NUMA effects: The memory latency and bandwidth on multi-socket systems differs for local or remote memory.

This blog post summarizes our optimizations for ClickHouse on ultra-high core count servers. All of them were merged into the main codeline and they now help to speed up queries in ClickHouse deployments around the globe.

Hardware setup: Our work was conducted on Intel's latest generation platforms, including 2 x 80 vCPUs Ice Lake (ICX), 2 x 128 vCPUs Sapphire Rapids (SPR), 1 x 288 vCPUs Sierra Forest (SRF), and 2 x 240 vCPUs Granite Rapids (GNR). SMT (Hyper-threading) was enabled, except on SRF which doesn't support SMT, and high-memory-bandwidth configurations.

Software setup: We used perf, Intel VTune, pipeline visualization, and other custom profiling infrastructure.
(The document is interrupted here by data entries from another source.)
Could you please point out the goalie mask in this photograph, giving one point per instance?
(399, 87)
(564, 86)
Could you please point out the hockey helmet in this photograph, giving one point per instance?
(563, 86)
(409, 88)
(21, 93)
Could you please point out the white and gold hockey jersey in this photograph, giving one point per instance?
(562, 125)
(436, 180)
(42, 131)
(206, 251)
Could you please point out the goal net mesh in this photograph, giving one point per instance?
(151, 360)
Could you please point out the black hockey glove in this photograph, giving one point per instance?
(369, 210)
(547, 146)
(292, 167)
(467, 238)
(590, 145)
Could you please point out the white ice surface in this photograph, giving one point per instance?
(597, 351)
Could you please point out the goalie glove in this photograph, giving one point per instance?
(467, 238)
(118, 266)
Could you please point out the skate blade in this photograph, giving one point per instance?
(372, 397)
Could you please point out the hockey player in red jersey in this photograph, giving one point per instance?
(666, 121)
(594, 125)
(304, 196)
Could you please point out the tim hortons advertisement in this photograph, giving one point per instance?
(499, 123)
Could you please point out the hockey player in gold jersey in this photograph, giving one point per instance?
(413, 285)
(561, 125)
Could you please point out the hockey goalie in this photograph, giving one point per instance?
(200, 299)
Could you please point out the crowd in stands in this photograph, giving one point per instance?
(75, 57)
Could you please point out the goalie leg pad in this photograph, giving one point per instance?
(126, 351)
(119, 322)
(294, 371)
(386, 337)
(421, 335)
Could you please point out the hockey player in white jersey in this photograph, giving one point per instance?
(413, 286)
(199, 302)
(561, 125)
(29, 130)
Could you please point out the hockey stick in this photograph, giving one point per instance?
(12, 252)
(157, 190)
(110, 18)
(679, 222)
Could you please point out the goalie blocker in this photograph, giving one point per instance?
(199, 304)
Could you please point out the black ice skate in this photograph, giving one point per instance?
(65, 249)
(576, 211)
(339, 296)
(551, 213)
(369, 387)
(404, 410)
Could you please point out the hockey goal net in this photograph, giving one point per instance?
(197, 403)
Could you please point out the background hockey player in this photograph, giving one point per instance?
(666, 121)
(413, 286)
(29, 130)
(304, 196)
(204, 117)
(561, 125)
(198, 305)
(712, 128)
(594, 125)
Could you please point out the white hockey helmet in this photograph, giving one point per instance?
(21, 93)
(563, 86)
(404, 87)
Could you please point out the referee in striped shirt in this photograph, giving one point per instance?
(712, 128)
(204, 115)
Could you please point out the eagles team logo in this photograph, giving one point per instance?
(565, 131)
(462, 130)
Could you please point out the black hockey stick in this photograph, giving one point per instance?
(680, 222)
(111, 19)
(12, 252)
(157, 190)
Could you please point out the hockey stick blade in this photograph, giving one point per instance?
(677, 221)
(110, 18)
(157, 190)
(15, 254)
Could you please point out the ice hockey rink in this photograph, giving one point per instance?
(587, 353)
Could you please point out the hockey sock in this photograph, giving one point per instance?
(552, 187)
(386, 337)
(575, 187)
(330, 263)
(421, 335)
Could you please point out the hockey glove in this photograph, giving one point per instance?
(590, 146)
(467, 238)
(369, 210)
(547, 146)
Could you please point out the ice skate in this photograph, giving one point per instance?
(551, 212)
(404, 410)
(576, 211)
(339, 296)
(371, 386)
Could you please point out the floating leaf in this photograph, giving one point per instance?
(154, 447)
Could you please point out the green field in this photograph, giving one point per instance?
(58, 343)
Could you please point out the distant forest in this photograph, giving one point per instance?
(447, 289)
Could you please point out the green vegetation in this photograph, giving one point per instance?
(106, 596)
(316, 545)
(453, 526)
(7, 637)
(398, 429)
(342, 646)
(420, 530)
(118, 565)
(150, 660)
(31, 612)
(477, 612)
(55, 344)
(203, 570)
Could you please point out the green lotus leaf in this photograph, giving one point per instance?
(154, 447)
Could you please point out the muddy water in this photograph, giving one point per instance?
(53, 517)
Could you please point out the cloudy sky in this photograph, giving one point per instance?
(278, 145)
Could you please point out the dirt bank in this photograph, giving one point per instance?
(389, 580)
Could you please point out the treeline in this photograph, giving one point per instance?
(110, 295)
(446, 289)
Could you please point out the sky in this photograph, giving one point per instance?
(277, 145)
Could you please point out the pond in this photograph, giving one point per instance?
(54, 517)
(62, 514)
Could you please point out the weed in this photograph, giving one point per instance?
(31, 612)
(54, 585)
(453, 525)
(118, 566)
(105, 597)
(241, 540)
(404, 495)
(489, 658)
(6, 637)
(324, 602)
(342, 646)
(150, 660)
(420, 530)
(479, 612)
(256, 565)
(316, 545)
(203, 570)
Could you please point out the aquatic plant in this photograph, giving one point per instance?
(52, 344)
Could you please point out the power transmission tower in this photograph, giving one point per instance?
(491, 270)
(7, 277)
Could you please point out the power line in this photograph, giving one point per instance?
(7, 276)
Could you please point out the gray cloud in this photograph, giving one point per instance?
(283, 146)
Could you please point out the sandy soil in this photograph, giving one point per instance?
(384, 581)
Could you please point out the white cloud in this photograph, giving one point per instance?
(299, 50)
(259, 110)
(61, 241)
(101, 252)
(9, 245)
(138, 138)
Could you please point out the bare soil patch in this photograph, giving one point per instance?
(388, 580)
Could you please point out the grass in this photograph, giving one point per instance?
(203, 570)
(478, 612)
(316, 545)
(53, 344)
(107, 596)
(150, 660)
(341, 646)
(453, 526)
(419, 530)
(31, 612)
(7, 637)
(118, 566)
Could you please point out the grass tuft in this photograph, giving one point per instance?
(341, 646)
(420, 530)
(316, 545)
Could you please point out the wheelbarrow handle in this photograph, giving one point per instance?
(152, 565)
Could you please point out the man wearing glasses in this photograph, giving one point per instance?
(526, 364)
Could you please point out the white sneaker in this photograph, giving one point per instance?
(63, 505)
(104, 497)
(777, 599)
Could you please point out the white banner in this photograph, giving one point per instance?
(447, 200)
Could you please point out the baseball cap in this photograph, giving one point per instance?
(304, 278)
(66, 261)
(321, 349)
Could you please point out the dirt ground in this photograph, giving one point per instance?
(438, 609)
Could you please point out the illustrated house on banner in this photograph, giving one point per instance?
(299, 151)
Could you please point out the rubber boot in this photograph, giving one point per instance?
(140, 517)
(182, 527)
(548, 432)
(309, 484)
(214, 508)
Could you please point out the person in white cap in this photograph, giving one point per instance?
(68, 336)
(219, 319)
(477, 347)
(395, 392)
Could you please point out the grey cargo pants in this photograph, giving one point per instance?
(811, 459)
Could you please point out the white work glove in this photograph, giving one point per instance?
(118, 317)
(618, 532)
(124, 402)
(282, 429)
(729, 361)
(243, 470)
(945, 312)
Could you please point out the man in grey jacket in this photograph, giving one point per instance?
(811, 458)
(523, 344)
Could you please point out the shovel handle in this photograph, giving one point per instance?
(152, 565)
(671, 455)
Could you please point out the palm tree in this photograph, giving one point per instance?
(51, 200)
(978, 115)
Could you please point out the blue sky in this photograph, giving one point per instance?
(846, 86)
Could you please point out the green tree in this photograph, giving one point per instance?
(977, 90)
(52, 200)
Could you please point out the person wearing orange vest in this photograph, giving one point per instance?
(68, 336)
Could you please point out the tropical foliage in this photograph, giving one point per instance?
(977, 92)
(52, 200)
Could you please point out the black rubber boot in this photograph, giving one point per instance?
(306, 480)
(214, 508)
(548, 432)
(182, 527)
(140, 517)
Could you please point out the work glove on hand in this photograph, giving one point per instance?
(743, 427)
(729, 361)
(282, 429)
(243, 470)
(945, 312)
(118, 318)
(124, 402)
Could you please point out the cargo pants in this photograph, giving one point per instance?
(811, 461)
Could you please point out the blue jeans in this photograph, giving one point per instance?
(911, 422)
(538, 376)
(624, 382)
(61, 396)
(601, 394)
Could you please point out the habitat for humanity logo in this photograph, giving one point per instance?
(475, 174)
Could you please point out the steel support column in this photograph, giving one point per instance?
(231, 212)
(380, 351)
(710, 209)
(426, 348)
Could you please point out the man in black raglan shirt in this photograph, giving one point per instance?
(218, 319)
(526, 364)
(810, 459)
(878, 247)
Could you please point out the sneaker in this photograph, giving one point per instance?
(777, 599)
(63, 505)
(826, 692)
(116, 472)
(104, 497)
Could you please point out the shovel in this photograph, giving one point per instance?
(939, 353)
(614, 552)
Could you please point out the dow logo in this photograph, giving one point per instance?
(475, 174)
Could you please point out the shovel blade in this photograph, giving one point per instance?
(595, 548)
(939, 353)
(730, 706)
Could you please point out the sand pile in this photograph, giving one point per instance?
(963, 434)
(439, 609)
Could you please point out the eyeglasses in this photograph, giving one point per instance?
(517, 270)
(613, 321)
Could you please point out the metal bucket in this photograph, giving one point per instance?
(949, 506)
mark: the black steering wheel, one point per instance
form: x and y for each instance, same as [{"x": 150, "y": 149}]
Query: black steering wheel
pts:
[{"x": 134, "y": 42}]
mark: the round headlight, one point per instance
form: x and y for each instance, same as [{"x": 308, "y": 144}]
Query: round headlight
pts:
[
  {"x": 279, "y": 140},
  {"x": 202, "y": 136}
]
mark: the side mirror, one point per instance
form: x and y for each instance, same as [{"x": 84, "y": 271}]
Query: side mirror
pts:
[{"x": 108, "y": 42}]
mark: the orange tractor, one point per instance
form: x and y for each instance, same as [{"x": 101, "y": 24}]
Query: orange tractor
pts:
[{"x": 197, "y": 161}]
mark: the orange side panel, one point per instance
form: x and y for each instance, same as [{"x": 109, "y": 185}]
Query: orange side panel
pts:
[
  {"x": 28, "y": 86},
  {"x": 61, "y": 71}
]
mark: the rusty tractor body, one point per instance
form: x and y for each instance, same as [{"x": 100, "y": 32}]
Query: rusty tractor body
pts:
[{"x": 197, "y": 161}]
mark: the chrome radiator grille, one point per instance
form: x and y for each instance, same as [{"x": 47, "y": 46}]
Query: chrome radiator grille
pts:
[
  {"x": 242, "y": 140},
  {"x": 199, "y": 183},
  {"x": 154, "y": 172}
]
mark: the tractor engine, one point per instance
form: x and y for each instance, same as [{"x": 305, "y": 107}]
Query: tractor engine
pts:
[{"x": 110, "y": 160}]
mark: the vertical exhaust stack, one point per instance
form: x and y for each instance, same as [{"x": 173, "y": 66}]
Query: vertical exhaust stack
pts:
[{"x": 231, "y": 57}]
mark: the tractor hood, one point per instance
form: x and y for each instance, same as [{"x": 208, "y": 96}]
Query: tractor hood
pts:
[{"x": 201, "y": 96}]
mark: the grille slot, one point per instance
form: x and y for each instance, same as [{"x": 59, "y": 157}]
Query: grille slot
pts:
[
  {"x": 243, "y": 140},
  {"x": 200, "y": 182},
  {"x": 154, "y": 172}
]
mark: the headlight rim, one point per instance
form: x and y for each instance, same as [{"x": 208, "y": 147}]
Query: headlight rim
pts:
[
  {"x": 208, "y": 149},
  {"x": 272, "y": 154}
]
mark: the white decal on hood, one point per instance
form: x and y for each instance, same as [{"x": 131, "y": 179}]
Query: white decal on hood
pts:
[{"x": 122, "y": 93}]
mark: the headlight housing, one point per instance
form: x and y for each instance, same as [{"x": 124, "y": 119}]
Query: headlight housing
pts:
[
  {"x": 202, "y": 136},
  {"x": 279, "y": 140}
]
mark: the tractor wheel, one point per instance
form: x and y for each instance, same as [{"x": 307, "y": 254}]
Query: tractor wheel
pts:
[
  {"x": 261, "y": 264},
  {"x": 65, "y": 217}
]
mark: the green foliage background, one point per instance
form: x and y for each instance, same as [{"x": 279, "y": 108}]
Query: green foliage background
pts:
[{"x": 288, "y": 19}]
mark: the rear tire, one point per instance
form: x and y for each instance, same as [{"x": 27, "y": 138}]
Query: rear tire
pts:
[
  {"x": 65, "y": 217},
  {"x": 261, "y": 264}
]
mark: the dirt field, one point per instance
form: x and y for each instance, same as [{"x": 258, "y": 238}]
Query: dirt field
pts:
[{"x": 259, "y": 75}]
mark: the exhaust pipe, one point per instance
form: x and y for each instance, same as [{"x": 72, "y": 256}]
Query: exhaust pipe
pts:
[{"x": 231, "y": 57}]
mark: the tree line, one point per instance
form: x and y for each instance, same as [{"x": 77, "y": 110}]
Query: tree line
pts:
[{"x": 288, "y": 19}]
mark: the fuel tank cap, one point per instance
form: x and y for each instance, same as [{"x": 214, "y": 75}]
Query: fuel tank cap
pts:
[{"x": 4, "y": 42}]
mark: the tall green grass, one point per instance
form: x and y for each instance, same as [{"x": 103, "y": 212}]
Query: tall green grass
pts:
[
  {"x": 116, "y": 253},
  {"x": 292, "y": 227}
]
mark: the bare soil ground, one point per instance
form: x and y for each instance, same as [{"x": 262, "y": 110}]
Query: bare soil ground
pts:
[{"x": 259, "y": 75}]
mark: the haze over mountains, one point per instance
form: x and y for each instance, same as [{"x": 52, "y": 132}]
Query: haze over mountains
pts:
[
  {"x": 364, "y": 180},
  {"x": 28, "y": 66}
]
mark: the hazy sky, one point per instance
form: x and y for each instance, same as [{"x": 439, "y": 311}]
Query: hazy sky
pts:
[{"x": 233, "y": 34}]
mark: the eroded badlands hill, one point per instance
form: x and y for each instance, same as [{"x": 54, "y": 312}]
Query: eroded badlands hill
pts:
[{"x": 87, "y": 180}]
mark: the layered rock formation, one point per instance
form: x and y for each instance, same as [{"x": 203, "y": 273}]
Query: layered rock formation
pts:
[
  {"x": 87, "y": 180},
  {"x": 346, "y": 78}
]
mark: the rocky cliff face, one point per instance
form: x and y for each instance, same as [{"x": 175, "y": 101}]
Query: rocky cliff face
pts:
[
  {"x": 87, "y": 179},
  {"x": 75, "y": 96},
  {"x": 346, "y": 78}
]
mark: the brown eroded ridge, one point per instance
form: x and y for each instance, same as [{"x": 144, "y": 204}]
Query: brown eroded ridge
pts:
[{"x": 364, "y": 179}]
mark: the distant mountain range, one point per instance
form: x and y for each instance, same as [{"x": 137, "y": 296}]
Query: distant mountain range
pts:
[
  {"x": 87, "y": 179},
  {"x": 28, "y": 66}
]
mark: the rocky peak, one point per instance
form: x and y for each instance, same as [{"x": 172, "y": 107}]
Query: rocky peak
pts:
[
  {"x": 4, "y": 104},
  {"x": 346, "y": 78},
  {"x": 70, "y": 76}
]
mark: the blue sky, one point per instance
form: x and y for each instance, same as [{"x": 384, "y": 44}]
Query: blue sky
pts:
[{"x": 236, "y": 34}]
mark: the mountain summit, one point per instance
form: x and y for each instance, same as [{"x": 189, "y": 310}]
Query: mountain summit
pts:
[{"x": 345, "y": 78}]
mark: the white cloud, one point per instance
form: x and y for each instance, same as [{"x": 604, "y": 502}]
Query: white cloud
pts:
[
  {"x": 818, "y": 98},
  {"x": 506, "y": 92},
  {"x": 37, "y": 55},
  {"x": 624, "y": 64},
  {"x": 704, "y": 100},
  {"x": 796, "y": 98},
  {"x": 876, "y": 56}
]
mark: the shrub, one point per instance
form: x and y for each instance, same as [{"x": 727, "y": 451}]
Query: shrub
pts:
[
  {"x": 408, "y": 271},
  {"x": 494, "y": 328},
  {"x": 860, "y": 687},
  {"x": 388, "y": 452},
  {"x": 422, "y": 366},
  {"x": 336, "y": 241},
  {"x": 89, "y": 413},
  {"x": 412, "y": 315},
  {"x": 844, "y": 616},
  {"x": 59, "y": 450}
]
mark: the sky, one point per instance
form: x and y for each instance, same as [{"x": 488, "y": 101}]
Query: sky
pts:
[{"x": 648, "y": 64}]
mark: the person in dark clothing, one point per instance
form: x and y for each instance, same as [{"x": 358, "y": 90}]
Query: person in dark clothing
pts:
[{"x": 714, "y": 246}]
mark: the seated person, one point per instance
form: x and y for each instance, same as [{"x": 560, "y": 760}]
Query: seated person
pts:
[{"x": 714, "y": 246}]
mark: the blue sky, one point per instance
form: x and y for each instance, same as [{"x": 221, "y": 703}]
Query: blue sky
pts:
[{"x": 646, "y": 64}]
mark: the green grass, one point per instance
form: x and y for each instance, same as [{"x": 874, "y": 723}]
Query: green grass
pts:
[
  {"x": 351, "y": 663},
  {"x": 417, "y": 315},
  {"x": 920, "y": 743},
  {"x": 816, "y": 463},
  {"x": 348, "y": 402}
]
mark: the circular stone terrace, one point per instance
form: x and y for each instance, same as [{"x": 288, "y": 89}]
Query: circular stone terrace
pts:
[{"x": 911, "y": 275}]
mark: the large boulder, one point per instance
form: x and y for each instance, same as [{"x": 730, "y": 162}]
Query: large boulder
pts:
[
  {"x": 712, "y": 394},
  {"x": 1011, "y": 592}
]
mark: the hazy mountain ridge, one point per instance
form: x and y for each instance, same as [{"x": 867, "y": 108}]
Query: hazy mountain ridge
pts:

Through a systematic analysis of ClickHouse's performance on ultra-high core count systems, I identified five areas with a high potential for optimization. Each area addresses a different aspect of scalability, and together they form a comprehensive approach to unlocking the full potential of ultra-high core count systems.

My journey began with the most fundamental challenge: lock contention.

Bottleneck 1: Lock contention

According to queue theory, if N threads compete for the same lock, the cycles grows quadratically (N^2). For example, if we go from 8 to 80 cores, lock wait times increase by (80/8)² = 100x. Furthermore, cache coherence traffic for the mutex itself grows linearly with the core count, and the overhead for context switching compounds the problem. In such settings, every mutex becomes a potential scalability obstacle, and seemingly innocent synchronization patterns can bring entire systems to their knee.

The key insight is that lock contention isn't just about removing locks - it's about rethinking more fundamentally how threads coordinate and share state. This requires a multi-pronged approach: reducing the duration of critical sections, replacing exclusive locks (mutexes) with more granular synchronization primitives, and in some cases, eliminating shared state entirely.

After resolving jemalloc page faults (an optimization detailed below), a new hotspot appeared in native_queued_spin_lock_slowpath which consumed 76% of the CPU time. This function was called from QueryConditionCache::write on 2×240 vCPU systems.

What is the query condition cache?

ClickHouse’s query condition cache stores the results of WHERE filters, enabling the database to skip irrelevant data. In each SELECT query, multiple threads check if cache entries must be updated based on different criteria:

the hash of the filter condition (as cache key)
the read mark ranges
whether the currently read part has a final mark

The query condition cache is read-heavy, i.e. there are far more reads than writes, but the original implementation used exclusive locking for all operations.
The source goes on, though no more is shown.